De regresar a Chile, podría mirar de nuevo a los ojos a mis padres, quienes nada sabían de mis cuitas de Cuba y la RDA porque desde la distancia les enviaba mentiras piadosas para que no sufrieran. Porque ¿cómo me iban a ayudar desde la distancia? Se me habría caído la cara de vergüenza reconocer ante ellos que mi experiencia en el socialismo era un desastre y que necesitaba pasaporte, pasaje y dinero para volver a Occidente. Todo me lo habrían conseguido mis padres, desde luego, pero mi claudicación habría sido indigna, cobarde, vergonzosa.

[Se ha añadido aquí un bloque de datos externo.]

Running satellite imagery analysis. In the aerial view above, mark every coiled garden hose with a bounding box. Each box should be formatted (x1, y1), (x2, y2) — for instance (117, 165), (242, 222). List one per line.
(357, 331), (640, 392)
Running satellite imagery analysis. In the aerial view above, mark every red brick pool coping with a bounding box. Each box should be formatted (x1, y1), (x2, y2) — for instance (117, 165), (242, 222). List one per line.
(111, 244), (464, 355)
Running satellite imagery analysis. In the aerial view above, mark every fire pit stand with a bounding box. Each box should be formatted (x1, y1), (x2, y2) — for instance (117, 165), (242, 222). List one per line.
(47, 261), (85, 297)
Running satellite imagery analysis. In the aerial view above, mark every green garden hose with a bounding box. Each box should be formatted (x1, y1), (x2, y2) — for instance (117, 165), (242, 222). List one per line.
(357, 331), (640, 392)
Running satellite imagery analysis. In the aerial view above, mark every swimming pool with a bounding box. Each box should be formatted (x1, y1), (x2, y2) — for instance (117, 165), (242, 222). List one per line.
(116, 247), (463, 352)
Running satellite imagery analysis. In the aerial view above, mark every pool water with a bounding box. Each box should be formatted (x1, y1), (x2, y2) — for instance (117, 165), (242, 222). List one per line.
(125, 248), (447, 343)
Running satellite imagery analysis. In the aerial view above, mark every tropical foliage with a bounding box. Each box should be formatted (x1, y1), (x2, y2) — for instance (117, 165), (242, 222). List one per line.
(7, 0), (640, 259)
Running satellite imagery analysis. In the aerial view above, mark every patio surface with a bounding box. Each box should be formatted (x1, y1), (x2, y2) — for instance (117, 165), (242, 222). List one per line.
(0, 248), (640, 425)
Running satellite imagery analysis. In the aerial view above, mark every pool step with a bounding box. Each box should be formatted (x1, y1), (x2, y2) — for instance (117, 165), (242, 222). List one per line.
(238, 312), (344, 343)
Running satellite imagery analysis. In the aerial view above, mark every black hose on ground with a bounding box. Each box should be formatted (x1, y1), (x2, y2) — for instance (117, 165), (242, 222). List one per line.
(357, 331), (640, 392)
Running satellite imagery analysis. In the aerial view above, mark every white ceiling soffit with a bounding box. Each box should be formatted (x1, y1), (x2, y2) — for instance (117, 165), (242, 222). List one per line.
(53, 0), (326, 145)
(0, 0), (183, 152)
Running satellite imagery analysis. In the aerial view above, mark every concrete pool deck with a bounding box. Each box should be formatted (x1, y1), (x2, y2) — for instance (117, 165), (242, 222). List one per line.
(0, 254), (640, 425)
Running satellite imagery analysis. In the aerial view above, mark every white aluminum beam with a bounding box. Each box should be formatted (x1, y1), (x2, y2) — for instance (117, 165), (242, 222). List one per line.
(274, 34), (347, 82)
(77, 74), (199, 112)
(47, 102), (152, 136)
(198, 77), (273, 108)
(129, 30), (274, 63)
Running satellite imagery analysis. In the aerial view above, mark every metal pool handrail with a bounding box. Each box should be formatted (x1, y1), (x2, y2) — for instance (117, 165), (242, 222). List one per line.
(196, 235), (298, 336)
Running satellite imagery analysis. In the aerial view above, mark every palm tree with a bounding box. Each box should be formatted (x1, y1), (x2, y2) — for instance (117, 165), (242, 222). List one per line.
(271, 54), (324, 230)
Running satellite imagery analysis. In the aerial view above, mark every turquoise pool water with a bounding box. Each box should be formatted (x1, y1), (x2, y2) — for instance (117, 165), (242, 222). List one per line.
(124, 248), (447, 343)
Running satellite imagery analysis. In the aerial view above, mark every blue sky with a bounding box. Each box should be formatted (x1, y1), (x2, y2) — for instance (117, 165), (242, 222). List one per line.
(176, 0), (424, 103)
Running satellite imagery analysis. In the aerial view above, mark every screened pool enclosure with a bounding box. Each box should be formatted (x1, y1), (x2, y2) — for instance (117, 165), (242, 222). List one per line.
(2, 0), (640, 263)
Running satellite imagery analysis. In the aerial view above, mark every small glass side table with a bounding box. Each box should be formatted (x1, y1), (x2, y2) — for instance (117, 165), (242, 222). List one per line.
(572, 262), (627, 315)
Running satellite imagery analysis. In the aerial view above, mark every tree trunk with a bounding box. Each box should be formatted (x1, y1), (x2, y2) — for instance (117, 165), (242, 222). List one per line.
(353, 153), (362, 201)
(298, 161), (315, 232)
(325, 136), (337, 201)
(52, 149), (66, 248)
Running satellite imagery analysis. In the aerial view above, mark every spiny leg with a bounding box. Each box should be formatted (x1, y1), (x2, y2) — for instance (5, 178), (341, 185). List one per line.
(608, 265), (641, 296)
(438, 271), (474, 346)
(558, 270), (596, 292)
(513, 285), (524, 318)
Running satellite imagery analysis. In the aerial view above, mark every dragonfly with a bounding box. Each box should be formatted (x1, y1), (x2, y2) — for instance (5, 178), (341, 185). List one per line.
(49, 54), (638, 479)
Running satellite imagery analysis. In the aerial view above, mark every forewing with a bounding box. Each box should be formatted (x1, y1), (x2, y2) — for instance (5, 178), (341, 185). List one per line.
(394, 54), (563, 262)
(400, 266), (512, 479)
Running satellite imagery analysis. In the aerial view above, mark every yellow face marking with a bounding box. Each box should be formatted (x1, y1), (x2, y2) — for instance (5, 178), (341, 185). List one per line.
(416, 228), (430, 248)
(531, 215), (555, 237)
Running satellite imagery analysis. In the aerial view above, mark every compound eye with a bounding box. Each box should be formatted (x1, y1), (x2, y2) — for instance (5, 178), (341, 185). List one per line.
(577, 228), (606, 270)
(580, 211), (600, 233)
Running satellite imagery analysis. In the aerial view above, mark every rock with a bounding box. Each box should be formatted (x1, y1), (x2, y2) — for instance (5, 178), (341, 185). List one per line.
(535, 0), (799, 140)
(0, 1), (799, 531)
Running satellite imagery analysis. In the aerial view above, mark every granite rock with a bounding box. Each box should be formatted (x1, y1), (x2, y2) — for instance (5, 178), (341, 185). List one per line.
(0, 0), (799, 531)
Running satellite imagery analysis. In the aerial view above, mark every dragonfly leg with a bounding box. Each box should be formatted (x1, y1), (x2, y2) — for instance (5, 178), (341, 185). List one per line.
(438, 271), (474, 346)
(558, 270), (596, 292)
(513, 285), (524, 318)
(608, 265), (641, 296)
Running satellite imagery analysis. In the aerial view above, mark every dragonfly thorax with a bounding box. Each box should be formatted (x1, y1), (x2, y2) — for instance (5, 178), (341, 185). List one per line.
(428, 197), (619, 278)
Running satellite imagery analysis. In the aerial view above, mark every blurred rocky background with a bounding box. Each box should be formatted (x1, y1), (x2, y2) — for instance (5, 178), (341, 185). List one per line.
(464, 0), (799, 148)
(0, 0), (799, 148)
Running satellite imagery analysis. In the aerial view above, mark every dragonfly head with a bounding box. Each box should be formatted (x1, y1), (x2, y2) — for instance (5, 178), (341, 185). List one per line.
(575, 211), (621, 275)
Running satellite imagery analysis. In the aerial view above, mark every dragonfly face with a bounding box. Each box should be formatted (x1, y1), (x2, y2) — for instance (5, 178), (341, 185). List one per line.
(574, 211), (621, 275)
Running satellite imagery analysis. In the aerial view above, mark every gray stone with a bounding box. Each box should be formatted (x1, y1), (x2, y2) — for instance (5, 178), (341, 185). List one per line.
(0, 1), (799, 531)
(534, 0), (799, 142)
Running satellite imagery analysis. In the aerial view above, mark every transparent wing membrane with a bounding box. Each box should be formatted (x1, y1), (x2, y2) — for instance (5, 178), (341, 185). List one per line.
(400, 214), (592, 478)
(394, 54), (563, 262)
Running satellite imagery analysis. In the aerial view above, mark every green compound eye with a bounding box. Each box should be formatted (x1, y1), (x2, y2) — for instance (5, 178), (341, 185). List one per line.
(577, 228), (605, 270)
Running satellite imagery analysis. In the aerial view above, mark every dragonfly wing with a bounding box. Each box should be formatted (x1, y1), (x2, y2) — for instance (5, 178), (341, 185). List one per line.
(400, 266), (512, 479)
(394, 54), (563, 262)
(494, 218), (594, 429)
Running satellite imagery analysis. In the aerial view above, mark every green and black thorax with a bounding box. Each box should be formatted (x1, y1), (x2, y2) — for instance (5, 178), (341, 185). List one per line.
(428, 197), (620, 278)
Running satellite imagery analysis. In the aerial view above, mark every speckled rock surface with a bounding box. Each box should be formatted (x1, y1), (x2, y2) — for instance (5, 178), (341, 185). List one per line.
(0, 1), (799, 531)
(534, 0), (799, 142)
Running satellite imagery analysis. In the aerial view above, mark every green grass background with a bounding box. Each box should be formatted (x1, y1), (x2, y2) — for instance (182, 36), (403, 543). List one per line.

Yo me había metido en el atolladero comunista, y debía salir solo de él.

Paseé silbando encantado a lo largo de los canales, obedeciendo sus sinuosidades, esquivando a las bellas holandesas que pasaban raudas en bicicleta, contemplando los cafés y restaurantes llenos de gente despreocupada y feliz, ajena a la tristeza que imperaba al otro lado. Si en Occidente la última guerra había quedado en el pasado y su gente lucía soberana y segura de sí misma, en el socialismo la guerra seguía presente no solo en las ruinas, los baches y las fachadas descascaradas, sino también en la vestimenta opaca, la actitud melancólica y el demacrado rostro de sus ciudadanos.

Encontré una casilla telefónica, eché unas monedas al aparato y llamé a Jorge Arancibia, a Bonn.

—¡Lo tengo! —grité al auricular—. Me lo dieron por seis meses.

—Eres libre nuevamente —comentó Arancibia—. Felicitaciones.

—¿No será mejor que me quede de una vez en Occidente?

En medio del entusiasmo me había olvidado incluso de Carolina y mis amigos, de mis libros y prendas, así como del cuadro de René Portocarrero comprado en La Habana y de mi máquina de escribir Olivetti Lettera, que mi padre me regaló cuando cumplí quince años, y que cargo hasta hoy como instrumento de trabajo pasado a retiro.

—Tienes que volver al otro lado —respondió Arancibia—. El turco aún no confirma su ida y conviene que llegues a Alemania Occidental con visa de corresponsal de prensa.

—¿Y no me la pueden pedir ahora?

—El jefe dice que debemos pedirla cuando quede libre la plaza del turco. O si no, no hay cómo justificarla.

—¿Cuándo será eso?

—Depende del turco. Pero pronto.

—¿Qué es pronto? —pregunté. Una pareja se besaba en la orilla del canal.

—No te impacientes. Ya saliste de la isla y ahora estás a punto de cruzar el Muro para siempre. Ánimo, sé que es difícil regresar al túnel del tiempo cuando se han saboreado las ventajas de Occidente, pero debes respetar las leyes migratorias, de lo contrario puedes buscarte un lío a la hora de solicitar la visa como corresponsal.

Abordé esa noche el tren del amargo regreso a Berlín Este. No disponía de dinero occidental propio ni podía correr el riesgo de que me detuvieran en Holanda.

No me quedó más que volver a cruzar el Muro.